Billick is known for having a lot of electricity in his offenses. In Billick's past five years as Minnesota Vikings offensive coordinator, his teams have been in the top five of almost every offensive category. This past season, Minnesota's offense broke the NFL record for most points in a season with 556, bettering the 541 set by the Washington Redskins in 1983. The Vikings also scored 53 of 56 times they were inside the opposition's 20-yard line.

Billick said he can have similar success with the Ravens, despite working with an offense that was one of the NFL's least productive inside the 20 last season, scoring 23 of 32 times. Billick said it all starts with expectations.

"There is a lot of disappointment and frustration that comes when you don't score," said Billick. "In Minnesota, we set the bar high; we always wanted a touchdown. There is a time when reality vs. expectations comes into balance, but for us to be a successful organization, we have to set parameters.

"The expectations you have come directly from the head coach," said Billick. "I can't remember ever having a player who didn't want to win or didn't want to work. There are a lot of players who don't know how to win or how to work. It's my job to help them do that. The standards start at the top, and when they reach their zenith, they filter down. I like Baltimore's situation. I like the talent on this team."

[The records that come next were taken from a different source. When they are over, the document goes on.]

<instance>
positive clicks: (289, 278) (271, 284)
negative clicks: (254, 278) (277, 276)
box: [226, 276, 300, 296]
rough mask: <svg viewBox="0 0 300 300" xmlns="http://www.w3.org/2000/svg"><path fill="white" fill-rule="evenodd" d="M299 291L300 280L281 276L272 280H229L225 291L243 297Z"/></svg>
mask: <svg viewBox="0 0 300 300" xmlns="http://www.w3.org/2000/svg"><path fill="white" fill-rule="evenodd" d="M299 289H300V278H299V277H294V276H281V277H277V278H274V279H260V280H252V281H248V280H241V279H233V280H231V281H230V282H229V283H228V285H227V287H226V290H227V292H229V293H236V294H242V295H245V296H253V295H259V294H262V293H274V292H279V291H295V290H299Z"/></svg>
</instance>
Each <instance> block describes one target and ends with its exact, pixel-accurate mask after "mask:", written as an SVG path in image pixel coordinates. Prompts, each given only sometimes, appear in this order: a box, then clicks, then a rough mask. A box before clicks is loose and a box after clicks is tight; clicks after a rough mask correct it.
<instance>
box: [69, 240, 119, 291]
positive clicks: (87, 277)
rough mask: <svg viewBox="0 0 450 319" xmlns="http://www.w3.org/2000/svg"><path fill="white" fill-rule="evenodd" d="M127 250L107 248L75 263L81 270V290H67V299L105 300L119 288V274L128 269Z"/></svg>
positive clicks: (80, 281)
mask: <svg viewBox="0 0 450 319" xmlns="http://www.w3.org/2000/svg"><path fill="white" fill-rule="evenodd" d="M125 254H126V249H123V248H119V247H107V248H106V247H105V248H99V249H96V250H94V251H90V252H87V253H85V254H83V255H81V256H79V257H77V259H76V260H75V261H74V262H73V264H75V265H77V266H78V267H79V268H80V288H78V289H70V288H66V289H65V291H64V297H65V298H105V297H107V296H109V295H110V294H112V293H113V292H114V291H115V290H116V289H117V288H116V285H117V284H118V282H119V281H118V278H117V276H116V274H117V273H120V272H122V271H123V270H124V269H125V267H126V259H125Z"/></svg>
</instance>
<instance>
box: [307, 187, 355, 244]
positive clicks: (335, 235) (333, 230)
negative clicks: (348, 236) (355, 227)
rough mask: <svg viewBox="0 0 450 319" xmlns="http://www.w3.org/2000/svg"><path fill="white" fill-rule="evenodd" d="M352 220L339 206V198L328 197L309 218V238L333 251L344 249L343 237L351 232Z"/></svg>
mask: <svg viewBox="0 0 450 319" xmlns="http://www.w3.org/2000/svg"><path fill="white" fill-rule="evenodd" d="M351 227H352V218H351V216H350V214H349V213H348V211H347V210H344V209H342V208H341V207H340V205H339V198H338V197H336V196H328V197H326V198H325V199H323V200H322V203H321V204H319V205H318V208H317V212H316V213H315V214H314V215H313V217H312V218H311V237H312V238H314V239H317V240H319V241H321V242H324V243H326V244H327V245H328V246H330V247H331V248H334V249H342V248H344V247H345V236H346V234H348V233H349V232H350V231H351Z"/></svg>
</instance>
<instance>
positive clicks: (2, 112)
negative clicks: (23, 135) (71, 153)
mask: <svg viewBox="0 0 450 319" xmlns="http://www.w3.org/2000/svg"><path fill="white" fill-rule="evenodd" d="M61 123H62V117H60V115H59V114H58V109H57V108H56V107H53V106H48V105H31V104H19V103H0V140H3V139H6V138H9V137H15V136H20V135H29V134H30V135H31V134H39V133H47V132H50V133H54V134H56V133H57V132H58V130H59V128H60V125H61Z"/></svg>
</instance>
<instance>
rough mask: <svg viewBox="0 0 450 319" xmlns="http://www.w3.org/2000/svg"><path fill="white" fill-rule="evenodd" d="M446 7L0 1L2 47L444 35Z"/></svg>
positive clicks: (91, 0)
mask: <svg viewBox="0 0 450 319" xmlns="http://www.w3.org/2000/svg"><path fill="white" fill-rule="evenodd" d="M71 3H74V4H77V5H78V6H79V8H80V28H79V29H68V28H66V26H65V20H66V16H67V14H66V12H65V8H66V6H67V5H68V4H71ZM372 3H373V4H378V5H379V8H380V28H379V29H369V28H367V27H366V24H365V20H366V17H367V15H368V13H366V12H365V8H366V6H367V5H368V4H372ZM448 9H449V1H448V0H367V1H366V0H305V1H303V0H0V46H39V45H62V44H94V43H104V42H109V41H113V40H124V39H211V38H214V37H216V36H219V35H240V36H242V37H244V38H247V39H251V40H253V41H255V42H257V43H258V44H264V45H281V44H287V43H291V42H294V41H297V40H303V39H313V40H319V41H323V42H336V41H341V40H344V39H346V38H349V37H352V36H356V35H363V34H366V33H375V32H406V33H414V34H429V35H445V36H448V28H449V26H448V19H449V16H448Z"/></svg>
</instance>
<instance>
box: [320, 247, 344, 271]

Some of the Vikings say Billick's strength is matching situations with role players. It's all on the computer.

"Brian puts guys in a situation to make plays," said Minnesota receiver Jake Reed. "He is not going to call a play for a guy who's not good at doing a certain thing. I think he has an eye for telling how to put guys in the right positions to make the plays."

Vikings running back Robert Smith said: "The scheme has been in place with Brian and his use of the computer and trying to generate a certain number of explosive plays [20 yards or longer] and maximizing Wait a minute. That sounds like Brian talking."